Swastika
The swastika is a symbol consisting of four crossed gamma letters.
The swastika is also called “gammadion” because, being a four-armed cross (tetrakelion), it can be formed by joining four gamma letters.
Origin of the swastika symbol
The swastika is a symbolic symbol that is widespread throughout the Eurasian area, North Africa and all of America.
The oldest swastikas appear in the ceramic cultures of Mesopotamia.
The oldest swastika found was on a piece of pottery from Susa (present-day Iran), from around 3500-3000 BC.
Also noteworthy for their beauty are those found in Samarra, in present-day Iraq.
It has also been documented since the third millennium BC among the Hittites and other Anatolian peoples, the Cretans and, especially, the Greeks.
In Troy, we find the swastica in many ceramic pieces.

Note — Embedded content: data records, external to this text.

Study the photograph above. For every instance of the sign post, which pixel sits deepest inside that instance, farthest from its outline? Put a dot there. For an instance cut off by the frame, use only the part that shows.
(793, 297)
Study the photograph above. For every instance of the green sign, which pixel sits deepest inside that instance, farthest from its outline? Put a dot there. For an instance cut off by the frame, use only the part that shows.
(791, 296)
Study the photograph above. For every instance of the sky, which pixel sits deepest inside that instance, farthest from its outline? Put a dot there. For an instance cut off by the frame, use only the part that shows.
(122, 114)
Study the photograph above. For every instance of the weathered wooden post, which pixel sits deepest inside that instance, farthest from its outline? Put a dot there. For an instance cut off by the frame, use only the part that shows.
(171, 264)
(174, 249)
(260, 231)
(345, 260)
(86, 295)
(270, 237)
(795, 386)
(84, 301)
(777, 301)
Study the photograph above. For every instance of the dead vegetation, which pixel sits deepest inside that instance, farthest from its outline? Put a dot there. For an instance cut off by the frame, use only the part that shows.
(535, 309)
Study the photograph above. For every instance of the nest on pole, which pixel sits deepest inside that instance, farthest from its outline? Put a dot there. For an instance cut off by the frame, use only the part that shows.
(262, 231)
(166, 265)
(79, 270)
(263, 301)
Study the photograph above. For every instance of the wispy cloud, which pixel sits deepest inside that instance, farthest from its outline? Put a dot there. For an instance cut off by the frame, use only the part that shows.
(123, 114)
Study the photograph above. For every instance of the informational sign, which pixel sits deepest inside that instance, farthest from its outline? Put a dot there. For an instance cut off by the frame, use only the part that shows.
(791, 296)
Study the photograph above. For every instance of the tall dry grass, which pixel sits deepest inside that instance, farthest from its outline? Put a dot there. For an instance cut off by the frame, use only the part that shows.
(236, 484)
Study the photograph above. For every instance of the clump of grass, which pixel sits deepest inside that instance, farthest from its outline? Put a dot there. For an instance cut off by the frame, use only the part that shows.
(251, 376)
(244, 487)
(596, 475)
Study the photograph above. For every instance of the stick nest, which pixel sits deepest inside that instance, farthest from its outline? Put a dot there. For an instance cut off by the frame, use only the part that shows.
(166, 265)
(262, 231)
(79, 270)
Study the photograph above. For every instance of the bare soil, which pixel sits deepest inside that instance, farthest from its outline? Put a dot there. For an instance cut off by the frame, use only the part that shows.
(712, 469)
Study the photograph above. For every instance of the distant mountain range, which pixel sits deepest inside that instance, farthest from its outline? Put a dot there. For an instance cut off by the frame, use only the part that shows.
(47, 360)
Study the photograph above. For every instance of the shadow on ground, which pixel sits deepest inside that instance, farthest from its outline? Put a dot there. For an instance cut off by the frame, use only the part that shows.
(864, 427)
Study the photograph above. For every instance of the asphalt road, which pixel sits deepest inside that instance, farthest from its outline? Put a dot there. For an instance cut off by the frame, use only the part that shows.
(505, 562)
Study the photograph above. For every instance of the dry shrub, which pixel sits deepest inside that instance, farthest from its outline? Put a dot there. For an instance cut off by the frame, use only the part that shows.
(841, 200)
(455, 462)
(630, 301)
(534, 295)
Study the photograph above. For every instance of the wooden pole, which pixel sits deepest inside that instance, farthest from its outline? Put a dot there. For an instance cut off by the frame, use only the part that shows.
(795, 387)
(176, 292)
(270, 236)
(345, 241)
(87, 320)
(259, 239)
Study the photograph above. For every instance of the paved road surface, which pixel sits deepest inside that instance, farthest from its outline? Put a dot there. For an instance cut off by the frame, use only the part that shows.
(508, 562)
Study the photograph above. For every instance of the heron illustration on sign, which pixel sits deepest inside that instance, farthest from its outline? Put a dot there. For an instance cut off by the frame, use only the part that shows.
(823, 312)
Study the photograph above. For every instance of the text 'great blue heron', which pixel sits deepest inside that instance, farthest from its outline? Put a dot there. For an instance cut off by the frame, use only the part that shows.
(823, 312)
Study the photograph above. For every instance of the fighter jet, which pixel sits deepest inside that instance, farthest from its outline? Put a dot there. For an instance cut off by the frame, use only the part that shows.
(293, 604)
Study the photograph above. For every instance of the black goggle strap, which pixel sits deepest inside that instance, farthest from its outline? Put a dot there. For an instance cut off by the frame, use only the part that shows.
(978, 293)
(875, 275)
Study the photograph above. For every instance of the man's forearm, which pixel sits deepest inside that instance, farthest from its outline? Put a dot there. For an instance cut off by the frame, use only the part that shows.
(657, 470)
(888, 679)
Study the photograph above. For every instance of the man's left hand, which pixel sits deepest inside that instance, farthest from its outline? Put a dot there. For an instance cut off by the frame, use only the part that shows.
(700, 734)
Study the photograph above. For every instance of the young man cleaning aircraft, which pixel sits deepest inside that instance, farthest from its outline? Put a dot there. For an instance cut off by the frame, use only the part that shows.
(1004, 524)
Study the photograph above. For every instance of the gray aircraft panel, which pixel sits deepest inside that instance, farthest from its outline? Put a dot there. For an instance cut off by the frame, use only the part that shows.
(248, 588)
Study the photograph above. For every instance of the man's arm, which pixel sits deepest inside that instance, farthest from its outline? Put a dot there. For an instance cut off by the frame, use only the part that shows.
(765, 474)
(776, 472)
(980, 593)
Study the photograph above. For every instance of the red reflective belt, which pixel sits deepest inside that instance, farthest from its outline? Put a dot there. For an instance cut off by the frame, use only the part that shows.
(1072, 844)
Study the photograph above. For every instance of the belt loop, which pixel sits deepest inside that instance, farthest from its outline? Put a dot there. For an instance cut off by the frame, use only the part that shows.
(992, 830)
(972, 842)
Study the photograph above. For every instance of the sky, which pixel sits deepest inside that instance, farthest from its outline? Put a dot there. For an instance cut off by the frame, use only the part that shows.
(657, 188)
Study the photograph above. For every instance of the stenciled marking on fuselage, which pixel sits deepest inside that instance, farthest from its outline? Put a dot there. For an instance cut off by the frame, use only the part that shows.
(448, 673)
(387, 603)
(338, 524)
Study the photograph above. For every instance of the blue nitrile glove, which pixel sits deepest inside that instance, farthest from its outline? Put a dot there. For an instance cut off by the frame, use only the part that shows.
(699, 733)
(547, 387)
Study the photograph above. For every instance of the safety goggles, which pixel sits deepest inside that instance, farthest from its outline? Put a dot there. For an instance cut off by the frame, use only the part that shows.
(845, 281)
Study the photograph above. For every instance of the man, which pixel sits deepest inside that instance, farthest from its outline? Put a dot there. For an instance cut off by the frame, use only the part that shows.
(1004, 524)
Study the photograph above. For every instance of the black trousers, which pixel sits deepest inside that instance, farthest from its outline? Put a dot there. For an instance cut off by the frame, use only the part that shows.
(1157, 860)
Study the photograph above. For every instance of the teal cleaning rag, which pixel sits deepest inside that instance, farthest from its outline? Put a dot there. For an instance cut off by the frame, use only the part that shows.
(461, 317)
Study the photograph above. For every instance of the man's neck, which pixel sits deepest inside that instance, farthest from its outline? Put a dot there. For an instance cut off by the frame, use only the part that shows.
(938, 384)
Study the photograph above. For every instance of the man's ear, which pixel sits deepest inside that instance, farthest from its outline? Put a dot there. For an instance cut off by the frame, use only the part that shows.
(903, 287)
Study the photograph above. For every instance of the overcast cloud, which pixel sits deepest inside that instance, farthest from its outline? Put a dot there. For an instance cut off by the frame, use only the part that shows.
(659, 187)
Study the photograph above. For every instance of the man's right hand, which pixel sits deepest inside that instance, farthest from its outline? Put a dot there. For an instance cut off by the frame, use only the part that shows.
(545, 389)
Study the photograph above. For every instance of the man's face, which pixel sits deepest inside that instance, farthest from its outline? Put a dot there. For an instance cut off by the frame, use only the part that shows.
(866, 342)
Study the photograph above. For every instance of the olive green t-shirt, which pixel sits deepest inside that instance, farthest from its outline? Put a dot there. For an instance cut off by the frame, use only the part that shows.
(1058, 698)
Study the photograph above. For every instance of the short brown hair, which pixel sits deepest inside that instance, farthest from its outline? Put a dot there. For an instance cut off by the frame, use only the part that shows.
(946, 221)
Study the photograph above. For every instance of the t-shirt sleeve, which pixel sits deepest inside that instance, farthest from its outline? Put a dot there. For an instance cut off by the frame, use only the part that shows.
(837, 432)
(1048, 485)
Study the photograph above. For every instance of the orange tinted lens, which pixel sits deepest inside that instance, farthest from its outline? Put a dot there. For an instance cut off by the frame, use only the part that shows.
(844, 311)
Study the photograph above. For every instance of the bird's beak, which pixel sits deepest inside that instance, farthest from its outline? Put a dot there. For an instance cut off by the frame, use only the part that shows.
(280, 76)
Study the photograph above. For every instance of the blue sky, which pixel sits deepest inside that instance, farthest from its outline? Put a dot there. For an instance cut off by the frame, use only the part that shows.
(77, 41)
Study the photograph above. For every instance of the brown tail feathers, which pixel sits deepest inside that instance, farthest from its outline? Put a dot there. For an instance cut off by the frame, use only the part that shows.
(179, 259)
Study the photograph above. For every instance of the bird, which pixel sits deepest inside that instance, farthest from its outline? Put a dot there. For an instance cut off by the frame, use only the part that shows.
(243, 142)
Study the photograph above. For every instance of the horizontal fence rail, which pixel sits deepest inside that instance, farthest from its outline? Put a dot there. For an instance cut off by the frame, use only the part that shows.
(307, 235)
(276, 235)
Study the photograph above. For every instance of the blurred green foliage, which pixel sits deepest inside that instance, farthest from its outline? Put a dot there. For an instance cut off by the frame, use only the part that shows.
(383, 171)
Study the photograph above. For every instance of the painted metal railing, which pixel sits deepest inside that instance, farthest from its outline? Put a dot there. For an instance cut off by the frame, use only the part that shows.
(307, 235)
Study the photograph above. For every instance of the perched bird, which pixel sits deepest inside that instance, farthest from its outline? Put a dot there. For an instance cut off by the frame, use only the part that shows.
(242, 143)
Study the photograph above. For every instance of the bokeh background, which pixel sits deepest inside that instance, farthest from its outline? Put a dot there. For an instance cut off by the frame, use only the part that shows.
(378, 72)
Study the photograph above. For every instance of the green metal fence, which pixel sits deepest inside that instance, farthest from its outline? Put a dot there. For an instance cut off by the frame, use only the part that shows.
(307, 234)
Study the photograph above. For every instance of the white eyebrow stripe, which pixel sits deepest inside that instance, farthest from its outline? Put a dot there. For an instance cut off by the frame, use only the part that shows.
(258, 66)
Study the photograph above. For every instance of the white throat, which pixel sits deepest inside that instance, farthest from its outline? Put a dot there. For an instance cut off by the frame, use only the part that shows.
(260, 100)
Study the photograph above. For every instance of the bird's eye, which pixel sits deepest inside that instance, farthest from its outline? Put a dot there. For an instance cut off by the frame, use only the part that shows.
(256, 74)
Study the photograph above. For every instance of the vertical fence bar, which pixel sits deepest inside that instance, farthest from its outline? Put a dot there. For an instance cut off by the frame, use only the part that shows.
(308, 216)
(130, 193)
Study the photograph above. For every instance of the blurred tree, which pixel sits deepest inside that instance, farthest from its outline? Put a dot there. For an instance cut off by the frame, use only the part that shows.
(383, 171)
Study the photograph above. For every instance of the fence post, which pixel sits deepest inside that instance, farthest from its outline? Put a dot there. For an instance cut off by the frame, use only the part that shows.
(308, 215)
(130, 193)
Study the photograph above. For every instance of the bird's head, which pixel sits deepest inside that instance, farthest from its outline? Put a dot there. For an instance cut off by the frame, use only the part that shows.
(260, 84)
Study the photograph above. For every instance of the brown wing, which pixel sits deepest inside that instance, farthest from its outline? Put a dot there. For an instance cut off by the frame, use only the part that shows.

The swastika was incorporated into other Western cultures and evolved into symbols such as the Celtic trisquel:
Or the vasque lauburu:
The swastika in the ancient cultures of America
In America, it has been widely used by certain North American Indian tribes, for example, the Hopis and the Navajos.
It meant good luck.
Origin and original meaning of the term “swástica”
The word swastika comes from Sanskrit, the classical language of India, and its origin derives from the Sanskrit words Swa (good) and Astik (fortune). The word swasti appears frequently in the Vedas (sacred scriptures of Hinduism) in the above meaning of good luck, success and prosperity.
The swastika in Asia and in Buddhism
In India and Nepal, the swastika is a very popular symbol and is used in various religious ceremonies. In parts of Asia where Buddhism is a religion followed by a significant part of the population, the swastika is popularly a symbol of auspiciousness and is considered to be the footprints of Buddha; and at a deeper level, in Buddhism it represents the eternal cycle of the migration of souls.
In the traditional dances of India, the hands adopt a series of positions called mudras; in some of these mudras the arms and hands are placed in a cross, reminiscent of the swastika.
In that sense, at the end of the 19th century and the beginning of the 20th, the swastika was consolidated in Western culture as a symbol of good luck, similar to a four-leaf clover or a horseshoe.
Interpretation of the swastika as a solar force
Another interpretation of the swastika is that according to which it corresponds to the movement and the solar force, being the scheme of the solar wheel with rays in the four directions.
The great archaeologist Heinrich Schliemann discovered a large number of swastikas during his excavations of ancient Troy, which reminded him of similar ones found on the banks of the Oder River in Germany, from which he believed he discovered a link between the ancient Germans, the Greeks Homeric and Vedic India, uniting Eastern and Western religious traditions under one Aryan symbol. This led to the swastika being considered an Aryan symbol.
This interpretation was largely supported and popularized by the Danish professor Ludvig Müller, who in 1877 described it as the emblem of the “Aryan supreme god”, and considered it to be the symbol of the supreme god in the Iron Age.
types of swastika
There are two variants of the swastika, the right-handed (turning to the right) and the left-handed (turning to the left). The right-handed swastika is associated with birth, and the left-handed swastika is associated with death. Together they represent the cycle of life .
The swastika in nationalist Germany in the early 20th century
During the 19th century in Europe, the ideas that associated the swastika with the Aryan and its relationship with the sun crossed the academic field and entered the field of esotericism, and hence its misinterpretation according to the interests of certain groups.
In The Secret Doctrine (1888), Helena Blavatsky associated the swastika with the hammer of Tor, the Germanic god of thunder. A few years earlier, Blavatsky had incorporated a right-handed swastika into the seal of the Theosophical Society.
Later, in 1891, Ernst Ludwig Krause disassociated the swastika from occultism to link it to writings related to German nationalism.
Finally, in the book On the swastika, 1921, Jörg Lechler places the origin of the swastika in central and northern Europe, despite the fact that the existence of older Mesopotamian swastikas was already known at that time. From there, the Tule Society went on to adopt the swastika as a symbol by Nazism. Note that of the two swastikas, this Society chose the left-handed swastika, which is associated with death.